My attempts have largely been failing. A fiddle is created here

http://sqlfiddle.com/#!9/d3d19/22

I am first trying to merge the overlaps, and (add 1 day to term_end to make all regular 1 day gaps ignored).

This does not work. You see for state_id = 2 and office_class – 1, there are two rows.

I would imagine this should merge as 2001-01-03 -> Null

The merge is just the first step of the process I am trying to accomplish.

I am trying to find date ranges for which the office_type,
office_class, state, district
does not have term data

I am at a complete loss for this. I have been trying for a week now. I have a variety of other versions of queries to post as well if requested.

EXPECTED OUTPUT

[office_type_id ] [ state_id ] [district_id] [office_class] [FROM] [TO]

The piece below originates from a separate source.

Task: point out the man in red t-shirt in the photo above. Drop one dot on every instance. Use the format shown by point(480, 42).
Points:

1                    24            NULL      2     '2009-01-05'  '2015-01-06'

The above means, that no a term exists from … -> '2009-01-05'. and from '2015-01-06' -> …. but no term exists between the two.

Best Answer

If overlaps are only partial, (i.e., a range may partially overlap another, but no range is a subset of another range), I think the following query will do what you want:

SELECT t1.office_type_id, t1.state_id, t1.district_id, t1.office_class,
        t1.term_end, MIN(t2.term_begin) next_begin
FROM terms t1 JOIN terms t2  
  ON t1.office_type_id=t2.office_type_id AND 
     t1.state_id=t2.state_id AND 
     (t1.district_id=t2.district_id OR 
       (t1.district_id IS NULL AND t2.district_id IS NULL)) AND 
     t1.office_class=t2.office_class 
WHERE t1.term_begin < t2.term_begin 
GROUP BY t1.office_type_id, t1.state_id, t1.district_id, t1.office_class, 
         t1.term_end 
HAVING t1.term_end < next_begin - INTERVAL 1 DAY;

If ranges may fully overlap, I suggest to create a view that removes such subranges:

CREATE VIEW terms1 AS
SELECT DISTINCT * FROM terms t3 
WHERE (office_type_id, state_id, office_class) NOT IN
     (SELECT office_type_id, state_id, office_class FROM terms t4 
      WHERE ((t4.term_begin < t3.term_begin AND t3.term_end <=t4.term_end) OR 
             (t4.term_begin = t3.term_begin AND t3.term_end < t4.term_end)) 
        AND (t3.district_id = t4.district_id OR 
             (t3.district_id IS NULL and t4.district_id IS NULL)));

Then you can use this view instead of the table in the query above.

(And life would have been a bit simpler if you had picked some other value than NULL for the default district_id).